Oleh: Atmonobudi Soebagio*)
Jakarta, INDONEWS.ID - Kecelakaan beruntun di jalan toll semakin sering diberitakan di media TV belakangan ini. Di setiap kecelakaan tersebut, tabrakan beruntun dialami oleh dua hingga tiga kendaraan bermotor, bahkan lebih. Ada beberapa tabrakan yang membuat kendaraan terpental hingga ke sisi jalur yang berlawanan.
Dari sekian banyak kasus yang terjadi, cukup banyak yang dilaporkan sebagai akibat sopir mengantuk; meskipun kemudian juga diumumkan akibat rem blong.
Artikel ini mengulas kasus yang selama ini kurang menjadi perhatian instansi terkait maupun masyarakat umum, karena menyangkut persyaratan teknis; walaupun dapat menyebabkan korban luka-luka, bahkan hilangnya nyawa puluhan orang akibat kecelakaan beruntun tersebut.
Hal-hal yang perlu dipertanyakan antara lain adalah:
- Apakah bagi kendaraan truk maupun bus masih berlaku wajib kir setiap tahun untuk memeriksa kelayakannya saat berada di jalan?
- Apakah bagi setiap truk yang membawa barang masih wajib ditimbang di pos-pos timbangan yang ada di jalan-jalan provinsi, maupun yang di dalam kota?

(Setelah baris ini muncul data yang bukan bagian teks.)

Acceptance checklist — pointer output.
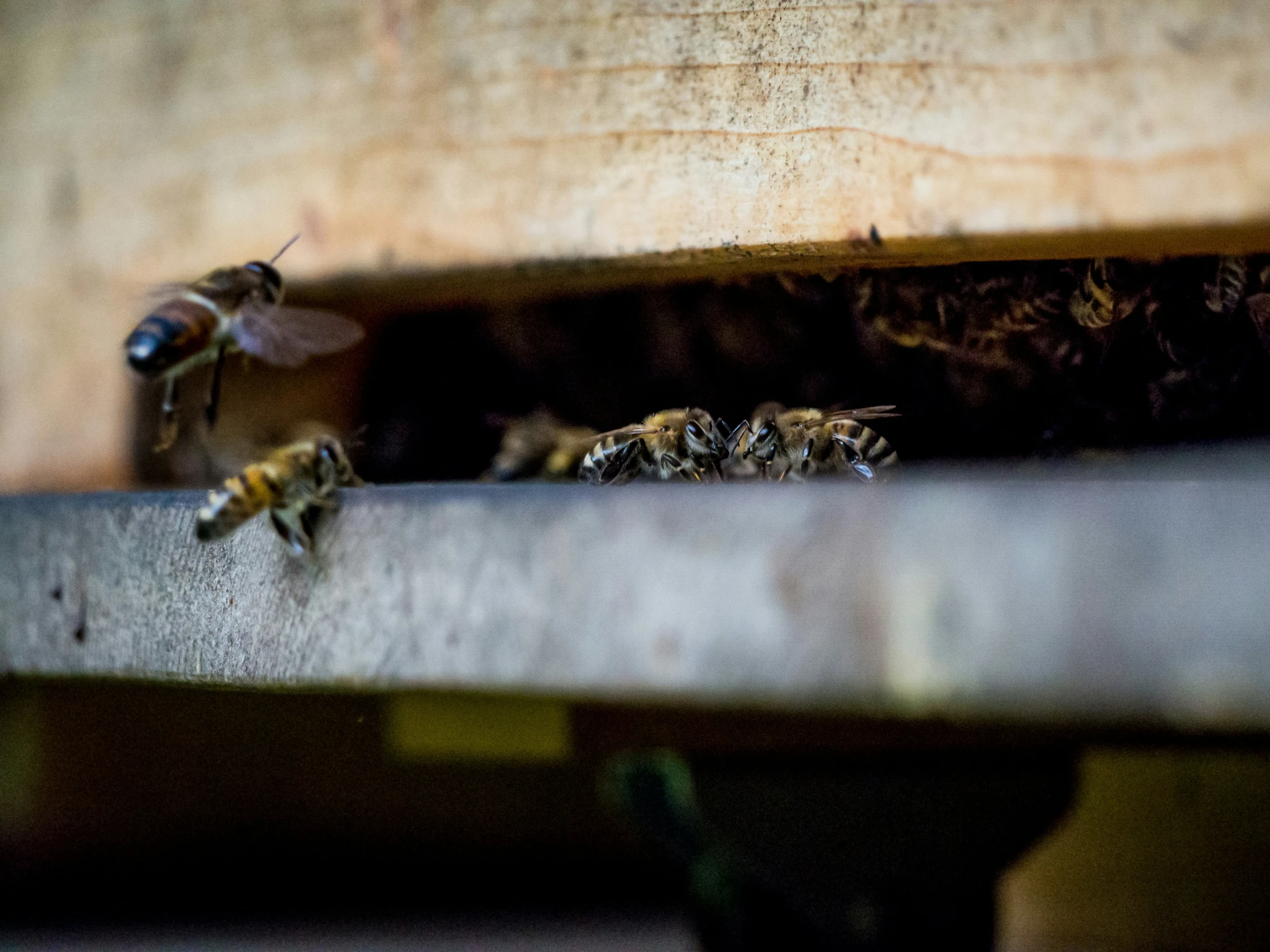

- Apakah petugas DLLAJR masih mampu melakukan tugasnya dalam mengawasi truk-truk yang membawa barang yang diperkirakan over weight dan mewajibkannya untuk ditimbang di pos-pos timbangan terdekat sebelum melanjutkan perjalanan mereka?
- Dari pengamatan yang sering kita lihat pada tayangan video pemberitaan di stasiun TV yang memperlihatkan, bahwa tidak sedikit jumlah truk maupun bus yang panjang chassisnya dari ban paling belakang kendaraan tersebut melebihi 1,5 meter.
Sebuah truk maupun bus telah dibatasi panjang chassisnya oleh peraturan; sesuai dengan kapasitas daya mesin penggeraknya. Dan hal itu merupakan peraturan yang berlaku secara internasional, yang tentunya juga diadopsi untuk diterapkan di dalam negeri.
Panjang maksimum chassis yang diijinkan sangat terkait dengan kapasitas daya mesin truk/bus tersebut. Apabila ketentuan yang berlaku dilanggar, maka akan sangat besar risiko terjadinya kecelakaan ketika kendaraan tersebut melaju di jalan.
Seringkali kita jumpai banyaknya truk maupun bus yang merangkak di jalur-jalur yang menanjak, namun kemudian meluncur kencang ketika berada di jalur yang menurun.
Sangat mungkin bahwa pengemudi ingin memperpendek waktu yang telah dihabiskan saat kendaraan mereka menanjak dengan meluncur lebih cepat di saat jalan menurun. Dapat dipastikan, bahwa risiko kecelakaan akan semakin tinggi ketika mereka menggunakan alasan tersebut demi tiba di tujuan tepat waktu.
Dalam mencapai cita-cita bersama menuju Indonesia Maju, kita perlu meninjau kembali peraturan-peraturan yang menyangkut tentang batas kapasitas daya angkut kendaraan jenis truk atau bus. Peraturan tersebut tentunya bukan hanya sekadar diatas kertas, melainkan wajib dipahami dan dipatuhi sepenuhnya oleh pengelola perusahaan-perusahaan pengangkut barang dan penumpang.
Sangsi tegas perlu dilakukan terhadap setiap pelaggaran yang terjadi di jalan raya/toll. Sangsi juga dapat diberlakukankan bagi perusahaan-perusahaan pembuat karoseri bus maupun bak truk, karena kasus pemanjangan chassis tersebut tentunya merupakan kesepakatan antar kedua belah pihak. Perusahaan karoseri berhak menolak, jika diminta pemiliknya untuk memanjangkan bak truk atau bus mereka.
Kiranya kasus tabrakan beruntun yang semakin sering terjadi menjadi perhatian kita bersama, khususnyan oleh pihak DLLAJR, perusahaan karoseri serta pemilik truk maupun bus di Indonesia. Semoga.
*) Prof. Atmonobudi Soebagio MSEE, Ph.D. adalah Guru Besar Universitas Kristen Indonesia dan Pengamat Pembangunan Berkelanjutan.